Going from Baker High's three-sport star to the grandest stage of NCAA baseball was a transition that took just one year to make a reality. Though the timeframe might seem small to some, Landry took to the field with a different approach.
"I definitely went out there and told myself that I wanted to make it all happen that season and fortunately for me it did," he said. "I will admit the transition was a bit tough, and that took me by surprise. Once I got accustomed to everything and got into my groove, I was just on point."
When the NCAA Regional tournament rolled into town, the Baton Rouge-native came into his own, batting .333 (3-for-9), with one double, one homer and three RBI en route to earning All-Tournament Team honors.
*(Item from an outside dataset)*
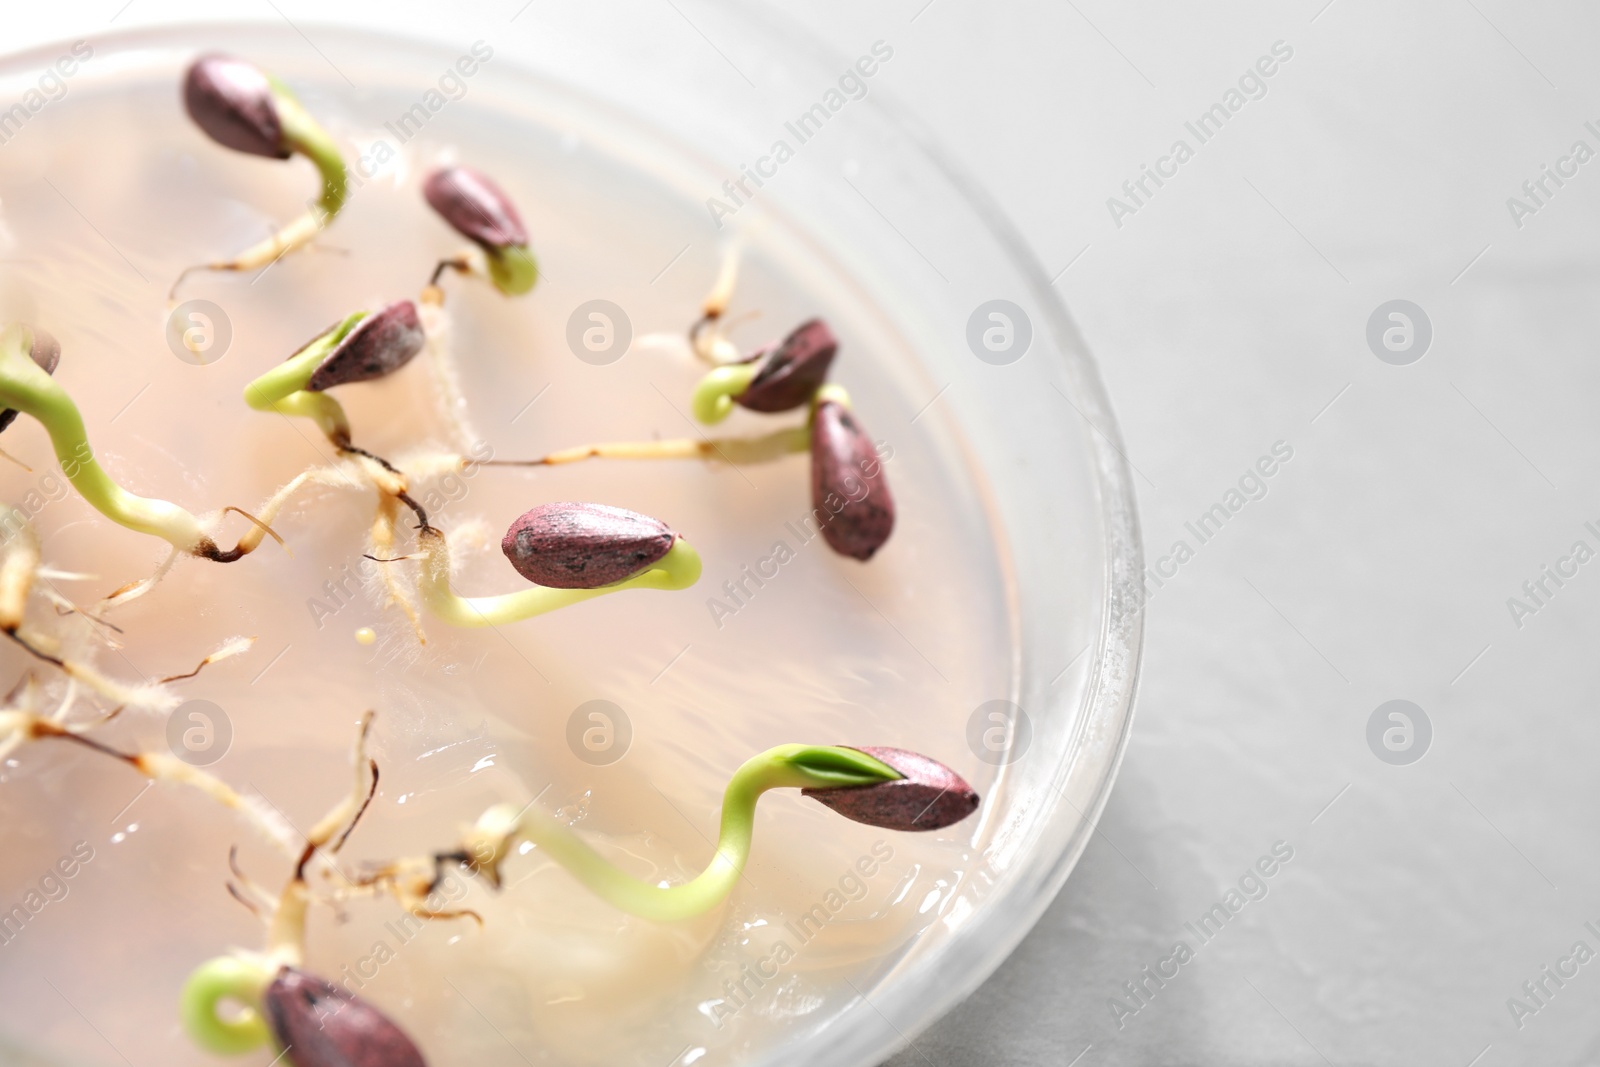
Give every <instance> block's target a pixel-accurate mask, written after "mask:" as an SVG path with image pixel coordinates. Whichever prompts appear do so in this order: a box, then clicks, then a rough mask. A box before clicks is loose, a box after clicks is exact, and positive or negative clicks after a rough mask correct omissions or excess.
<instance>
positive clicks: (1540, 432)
mask: <svg viewBox="0 0 1600 1067" xmlns="http://www.w3.org/2000/svg"><path fill="white" fill-rule="evenodd" d="M770 2H771V0H770ZM520 5H522V0H515V2H512V0H506V2H504V3H498V2H493V0H483V2H482V3H478V2H474V3H466V5H459V11H461V18H467V19H470V18H477V16H478V14H483V16H485V18H488V14H490V13H491V11H490V10H491V8H493V14H494V18H498V19H504V18H506V11H501V8H506V10H507V11H509V10H514V8H517V6H520ZM184 6H200V5H184V3H176V2H162V0H139V2H138V3H136V5H134V6H133V8H131V10H130V8H125V6H122V0H107V3H104V5H82V8H83V10H82V11H80V10H77V8H78V5H74V8H72V10H69V8H64V6H43V8H40V6H32V8H21V10H18V11H16V13H10V11H8V19H10V21H13V26H11V27H10V29H13V30H14V32H16V34H19V37H18V40H22V38H24V37H27V34H29V32H34V34H35V37H50V35H59V34H66V32H72V27H74V24H75V22H77V21H85V22H88V21H96V24H98V22H99V21H104V19H106V18H110V16H112V13H114V10H115V14H117V16H118V18H125V19H126V21H130V22H131V21H139V18H141V8H149V10H160V8H174V10H176V8H184ZM283 6H285V8H286V10H288V11H290V13H291V14H299V16H306V18H315V14H317V11H318V10H320V6H318V5H306V3H291V2H288V0H283ZM331 6H336V8H349V6H352V5H346V3H336V5H331ZM781 6H782V8H784V11H786V13H787V14H789V16H790V18H794V19H797V21H800V22H803V24H806V26H808V27H810V29H811V30H813V32H814V34H816V35H818V37H821V38H824V40H827V42H829V43H832V45H834V46H835V48H838V50H840V51H843V53H846V54H854V53H858V51H861V48H862V46H864V45H870V42H874V40H877V38H885V40H890V42H893V45H894V48H896V59H894V64H893V67H886V69H885V70H883V74H882V75H880V78H878V80H877V82H875V83H874V91H885V93H891V94H893V96H896V98H898V99H901V101H902V102H904V104H907V106H909V107H912V109H914V110H917V112H918V114H920V115H922V117H923V118H925V120H926V123H928V125H930V126H933V128H934V130H936V131H938V134H939V136H941V138H942V139H944V142H946V144H947V146H949V149H950V150H952V152H954V155H957V157H958V158H960V160H962V162H963V163H965V165H966V166H968V168H970V170H971V171H974V173H976V174H978V176H979V178H981V179H982V181H984V182H986V184H987V186H989V187H990V189H992V190H994V194H995V195H997V197H998V200H1000V202H1002V205H1003V206H1005V210H1006V211H1008V213H1010V214H1011V216H1013V219H1014V221H1016V222H1018V224H1019V226H1021V229H1022V230H1024V232H1026V234H1027V237H1029V240H1030V242H1032V245H1034V248H1035V251H1037V256H1038V259H1040V261H1042V262H1043V264H1045V267H1046V270H1048V272H1051V274H1056V272H1061V274H1059V277H1058V280H1056V288H1058V290H1059V293H1061V294H1062V296H1064V298H1066V301H1067V304H1069V306H1070V309H1072V312H1074V314H1075V317H1077V320H1078V323H1080V325H1082V328H1083V333H1085V336H1086V338H1088V341H1090V344H1091V347H1093V349H1094V350H1096V354H1098V357H1099V360H1101V366H1102V371H1104V376H1106V379H1107V384H1109V389H1110V394H1112V398H1114V402H1115V406H1117V411H1118V416H1120V421H1122V427H1123V432H1125V437H1126V446H1128V454H1130V458H1131V461H1133V464H1134V466H1136V467H1138V488H1139V504H1141V512H1142V523H1144V536H1146V545H1147V552H1149V558H1150V563H1152V565H1157V563H1160V560H1162V558H1163V557H1168V561H1166V563H1165V565H1163V566H1165V569H1166V571H1168V574H1171V577H1165V579H1163V584H1162V585H1160V589H1155V595H1154V597H1152V600H1150V606H1149V625H1147V643H1146V657H1144V681H1142V691H1141V699H1139V710H1138V718H1136V726H1134V734H1133V741H1131V744H1130V749H1128V755H1126V763H1125V765H1123V769H1122V777H1120V781H1118V784H1117V789H1115V792H1114V795H1112V798H1110V803H1109V806H1107V809H1106V814H1104V819H1102V821H1101V827H1099V833H1098V835H1096V837H1094V840H1093V841H1091V845H1090V846H1088V851H1086V853H1085V856H1083V859H1082V862H1080V864H1078V869H1077V870H1075V873H1074V875H1072V878H1070V880H1069V883H1067V886H1066V889H1064V891H1062V893H1061V896H1059V897H1058V899H1056V902H1054V904H1053V907H1051V909H1050V910H1048V912H1046V913H1045V917H1043V920H1042V921H1040V923H1038V926H1037V928H1035V929H1034V931H1032V934H1030V936H1029V937H1027V939H1026V941H1024V942H1022V945H1021V949H1019V950H1018V952H1016V953H1014V955H1013V958H1011V960H1010V961H1008V963H1006V965H1003V966H1002V968H1000V971H998V973H997V974H995V976H994V977H992V979H990V981H989V982H987V984H986V985H984V987H982V989H981V990H979V992H978V993H976V995H974V997H973V998H971V1000H968V1001H966V1003H965V1005H963V1006H960V1008H958V1009H955V1011H954V1013H952V1014H950V1016H949V1017H946V1019H944V1021H941V1022H939V1024H936V1025H934V1027H933V1029H931V1030H928V1032H926V1033H923V1035H918V1037H917V1038H915V1041H914V1045H912V1046H909V1048H906V1049H904V1051H902V1053H901V1054H898V1056H896V1057H894V1059H893V1067H928V1065H934V1067H957V1065H984V1064H1016V1065H1032V1064H1042V1065H1043V1064H1050V1065H1053V1067H1106V1065H1115V1064H1174V1065H1176V1064H1424V1062H1426V1064H1445V1065H1451V1067H1467V1065H1469V1064H1472V1065H1482V1067H1499V1065H1502V1064H1594V1062H1600V961H1595V960H1590V958H1589V955H1587V953H1589V950H1594V952H1600V934H1597V933H1594V931H1595V929H1600V856H1597V849H1595V848H1594V835H1595V829H1597V825H1595V824H1597V814H1595V813H1597V803H1595V801H1597V792H1600V782H1597V776H1595V774H1594V765H1595V760H1597V757H1595V752H1597V744H1595V741H1597V726H1595V721H1597V720H1595V715H1594V704H1592V702H1590V701H1592V699H1594V697H1595V691H1597V688H1600V685H1597V678H1595V672H1594V669H1592V664H1594V661H1595V656H1594V651H1592V649H1594V646H1595V643H1597V638H1600V557H1597V558H1594V560H1592V558H1589V557H1590V555H1592V553H1595V552H1600V493H1597V490H1595V486H1594V478H1592V475H1590V472H1592V469H1594V466H1595V461H1597V454H1600V434H1597V422H1595V419H1594V418H1592V414H1590V413H1592V410H1594V408H1595V402H1597V398H1600V360H1597V358H1595V350H1597V338H1600V307H1597V302H1595V301H1594V299H1592V293H1594V291H1595V286H1597V283H1600V256H1597V254H1595V250H1594V245H1595V242H1594V240H1592V235H1594V234H1595V232H1597V222H1600V158H1595V160H1589V158H1587V155H1589V154H1590V152H1600V85H1597V82H1600V74H1597V66H1595V62H1594V53H1595V45H1597V42H1600V8H1597V6H1595V5H1592V3H1581V2H1579V0H1562V2H1547V3H1512V2H1510V0H1416V2H1413V3H1403V5H1402V3H1378V2H1376V0H1331V2H1330V0H1278V2H1275V3H1269V2H1267V0H1254V2H1227V3H1205V5H1198V3H1178V2H1173V0H1160V2H1149V3H1141V5H1126V3H1114V2H1112V0H1070V2H1062V3H1043V2H1037V3H1006V5H994V3H974V2H973V0H882V2H880V3H874V5H859V3H848V2H845V0H808V2H806V3H800V2H798V0H784V3H782V5H781ZM90 8H94V10H93V11H91V10H90ZM99 8H104V11H102V10H99ZM117 8H122V10H117ZM478 8H482V11H478ZM454 10H456V5H453V11H454ZM125 11H126V14H123V13H125ZM261 14H264V16H267V18H270V13H269V11H267V10H266V8H264V10H262V13H261ZM34 22H37V27H34ZM30 27H32V29H30ZM1280 42H1282V43H1280ZM1274 45H1278V51H1280V54H1282V53H1285V51H1291V54H1290V56H1288V58H1286V59H1277V61H1275V62H1264V64H1262V66H1261V69H1267V67H1270V69H1272V75H1270V77H1262V78H1261V80H1259V82H1258V80H1256V78H1253V77H1250V72H1251V70H1254V69H1256V64H1258V62H1259V61H1261V59H1262V58H1272V50H1274ZM1242 78H1243V80H1242ZM1230 91H1235V93H1237V96H1229V93H1230ZM1214 104H1222V106H1224V109H1226V112H1227V118H1226V122H1222V120H1213V122H1216V123H1218V125H1221V130H1219V131H1213V133H1211V134H1210V136H1206V138H1205V139H1203V141H1202V139H1200V138H1198V136H1197V134H1195V133H1192V131H1190V130H1189V128H1187V126H1186V123H1197V122H1198V120H1200V117H1202V115H1203V114H1206V112H1208V110H1210V109H1211V107H1213V106H1214ZM1229 104H1234V107H1232V109H1229V107H1227V106H1229ZM1587 120H1595V125H1594V128H1592V130H1590V128H1589V126H1586V125H1584V123H1586V122H1587ZM1179 139H1181V141H1186V142H1187V146H1189V149H1192V155H1187V157H1186V158H1184V162H1182V163H1176V160H1170V158H1168V162H1163V157H1170V154H1171V150H1173V146H1174V142H1176V141H1179ZM1578 141H1582V142H1584V144H1586V149H1584V150H1582V152H1578V155H1582V157H1584V162H1582V163H1579V162H1578V160H1576V157H1574V142H1578ZM1146 165H1149V166H1152V168H1154V166H1160V168H1163V170H1166V171H1168V174H1170V176H1168V178H1163V184H1160V186H1155V182H1154V181H1152V179H1146V187H1144V190H1142V192H1138V190H1136V192H1138V198H1134V197H1131V195H1128V194H1126V192H1125V189H1123V184H1125V182H1134V181H1138V179H1139V178H1141V176H1142V174H1144V170H1142V168H1144V166H1146ZM1546 166H1549V168H1560V170H1563V171H1566V176H1565V178H1562V184H1560V186H1557V184H1555V181H1552V179H1549V178H1546V170H1544V168H1546ZM1538 179H1542V181H1544V187H1542V190H1541V189H1539V187H1538V186H1533V194H1534V195H1533V197H1530V195H1528V192H1525V189H1523V182H1534V181H1538ZM1112 197H1118V198H1122V202H1123V208H1114V206H1110V205H1109V200H1110V198H1112ZM1534 197H1536V198H1534ZM1510 198H1520V200H1522V206H1517V205H1512V203H1509V200H1510ZM1395 299H1405V301H1411V302H1414V304H1416V306H1418V307H1421V309H1422V314H1424V315H1426V320H1427V323H1429V326H1430V331H1429V333H1430V334H1432V336H1430V339H1429V342H1427V344H1426V350H1424V344H1422V341H1421V338H1422V331H1419V330H1416V331H1413V334H1411V339H1410V347H1408V349H1406V347H1405V341H1406V339H1405V336H1398V334H1397V336H1394V338H1392V339H1394V342H1395V344H1397V346H1400V349H1402V350H1398V352H1390V350H1389V349H1386V347H1384V344H1382V342H1381V341H1379V342H1378V344H1376V350H1374V346H1373V344H1370V341H1368V322H1370V320H1371V318H1373V315H1374V312H1378V310H1379V309H1381V307H1382V306H1384V304H1387V302H1390V301H1395ZM1411 322H1413V326H1419V325H1421V318H1419V317H1418V315H1416V314H1413V315H1411ZM1381 325H1398V323H1390V322H1389V320H1386V318H1381ZM1378 333H1379V334H1381V333H1382V331H1381V330H1379V331H1378ZM1378 352H1381V354H1384V355H1387V357H1389V360H1392V362H1384V360H1381V358H1379V357H1378ZM1413 357H1419V358H1413ZM1406 360H1410V362H1406ZM1274 446H1278V450H1280V453H1282V451H1290V450H1291V451H1293V454H1291V458H1288V459H1286V461H1283V462H1278V464H1277V466H1272V464H1264V466H1272V470H1274V474H1272V477H1269V478H1267V477H1262V478H1259V480H1254V478H1251V477H1250V472H1251V470H1253V469H1254V467H1256V464H1258V462H1259V461H1261V458H1264V456H1270V454H1272V450H1274ZM1230 493H1235V496H1230ZM1218 504H1222V507H1224V510H1226V512H1227V520H1226V523H1222V525H1221V530H1218V531H1216V533H1214V534H1211V536H1206V537H1205V539H1203V541H1202V539H1200V537H1197V536H1195V534H1194V533H1192V531H1190V528H1189V525H1187V523H1195V522H1198V520H1200V517H1202V515H1205V514H1208V512H1210V510H1211V509H1213V507H1214V506H1218ZM1235 504H1237V506H1235ZM1587 523H1594V526H1589V525H1587ZM1178 542H1186V544H1187V545H1189V549H1192V555H1190V553H1184V560H1182V561H1178V560H1176V558H1171V553H1173V549H1174V545H1176V544H1178ZM1578 542H1582V544H1584V549H1582V550H1579V552H1578V553H1576V555H1574V550H1576V544H1578ZM1578 557H1582V560H1581V561H1579V558H1578ZM1546 566H1550V568H1562V569H1563V571H1566V574H1568V576H1566V577H1562V579H1560V582H1562V584H1557V582H1555V581H1554V579H1552V577H1547V576H1546V571H1544V568H1546ZM1525 582H1526V584H1530V587H1531V589H1533V593H1531V595H1530V593H1528V592H1525ZM1534 582H1542V590H1541V589H1539V587H1538V585H1534ZM1152 587H1154V585H1152ZM1514 598H1515V600H1517V601H1520V605H1522V606H1520V608H1518V606H1517V603H1512V601H1514ZM1395 699H1403V701H1410V702H1411V704H1413V705H1414V709H1421V715H1419V713H1418V712H1416V710H1411V712H1410V717H1411V721H1413V725H1414V726H1418V729H1413V733H1411V734H1410V749H1406V747H1405V744H1406V737H1405V736H1402V734H1395V736H1392V742H1394V744H1397V745H1400V749H1402V750H1400V752H1398V753H1394V752H1390V750H1389V749H1386V747H1384V744H1382V739H1381V733H1382V729H1379V731H1378V733H1379V739H1378V741H1376V742H1374V744H1370V741H1368V726H1370V721H1371V720H1373V717H1374V712H1378V709H1379V707H1381V705H1384V704H1386V702H1389V701H1395ZM1387 713H1389V712H1387V710H1386V712H1384V713H1382V715H1384V717H1387ZM1422 715H1426V720H1427V723H1429V731H1422V729H1419V726H1421V717H1422ZM1381 726H1392V728H1395V729H1400V726H1403V723H1400V721H1398V720H1389V718H1382V721H1381ZM1424 733H1430V736H1429V737H1427V739H1426V741H1424ZM1418 752H1426V755H1424V758H1421V760H1418V761H1413V763H1410V765H1398V763H1395V761H1394V760H1397V758H1400V757H1410V755H1416V753H1418ZM1379 753H1384V755H1387V757H1389V760H1386V758H1381V757H1379ZM1274 848H1277V849H1278V853H1280V854H1288V853H1291V857H1290V859H1288V861H1286V862H1262V857H1267V856H1270V853H1272V849H1274ZM1258 864H1261V867H1262V869H1270V870H1272V875H1270V877H1259V878H1258V877H1253V875H1251V872H1253V870H1256V865H1258ZM1240 886H1242V888H1240ZM1230 889H1235V893H1237V894H1235V896H1234V897H1229V891H1230ZM1251 897H1259V899H1251ZM1229 902H1234V904H1235V907H1237V913H1234V912H1232V910H1229V909H1227V907H1226V905H1227V904H1229ZM1218 904H1222V905H1224V910H1226V912H1227V913H1229V918H1227V921H1226V923H1222V921H1221V920H1216V918H1213V920H1211V921H1213V923H1214V925H1216V926H1219V929H1216V933H1214V934H1213V936H1208V937H1205V939H1202V936H1197V933H1194V931H1192V928H1197V926H1198V923H1200V921H1202V918H1203V917H1205V915H1208V913H1214V912H1213V909H1214V905H1218ZM1586 923H1594V929H1590V928H1589V926H1586ZM1178 942H1184V944H1186V945H1187V953H1186V957H1187V958H1186V961H1182V963H1181V965H1179V963H1176V961H1174V957H1173V950H1174V945H1176V944H1178ZM1578 942H1584V952H1579V953H1578V955H1574V945H1576V944H1578ZM1578 957H1582V961H1579V958H1578ZM1163 961H1166V963H1163ZM1547 966H1549V968H1565V969H1566V973H1568V974H1570V976H1568V977H1562V979H1560V984H1557V981H1555V977H1547V976H1546V973H1544V968H1547ZM1146 968H1150V973H1152V974H1158V973H1160V969H1162V968H1165V969H1166V973H1168V974H1170V977H1165V979H1162V981H1160V984H1157V981H1155V979H1150V977H1146V971H1144V969H1146ZM1173 968H1176V973H1173ZM1141 981H1142V982H1144V990H1146V995H1144V997H1141V998H1134V997H1133V995H1131V993H1130V992H1128V990H1126V989H1125V984H1128V982H1141ZM1525 982H1542V992H1539V990H1538V987H1534V990H1536V993H1538V997H1530V995H1528V993H1526V992H1525V989H1523V984H1525ZM1512 998H1517V1001H1512ZM1118 1001H1120V1005H1122V1008H1120V1009H1118V1008H1114V1005H1115V1003H1118ZM1518 1003H1520V1005H1522V1009H1520V1011H1515V1013H1514V1008H1515V1005H1518ZM1134 1008H1136V1011H1134Z"/></svg>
While his play was reminiscent of that of a seasoned veteran, Landry admits that the butterflies of a freshman remained.
"As a young kid put in the predicament I was in, who would not feel the pressure," he said. "Obviously I had a ton of nerves going, but I just tried playing the game within myself. Still, it is always in the back of your mind that how you perform is going to turn the outcome of the game. So I just did what I could, and things worked out fine. I am going to get out and take that same approach this year."
Entering his sophomore season as one of the Tigers' most touted talents, Landry said that he has put the ingredients together to what he sees as the perfect recipe for his success on the field.
"The key this year, for me, is just slowing it all down," he said. "Coming in last year I was in such a rush, and the summer really helped me to calm all that down. I try to critique myself and work on the things I need to work on, and then I just take all the feedback the coaches give me and put it into perspective and keep working hard."
The Baton Rouge-native points to Mainieri's coaching as the reason behind the strides he has made in such a short time.
"Coach is a great leader, and I am without a doubt way better than I was or thought I could be when I got here," Landry said. "Everything has a meaning, and he has taken me a long way. My improvement is paying off big time, and people can see it. We do the little things right around here, and the big things happen on their own."
Heading into the year carrying the nation's No. 1 ranking, Landry said that the Tigers are ready to pick up where they left off last spring.
"We are focused, and we don't have a big head right now with the rankings, because that isn't getting us to Omaha," he said. "We are out here working hard and realizing that we are a good ball club, so we are just trying to continue what we got going on.
"A lot of folks are worried about pitching, but we have some good arms and crafty guys that will make it happen," added Landry. "A couple of guys from my class and then some freshmen are ready to step up. If we can get a few good innings from each guy, then we will play superior defense behind them and be set. The ultimate goal is bringing home the gold, plain and simple."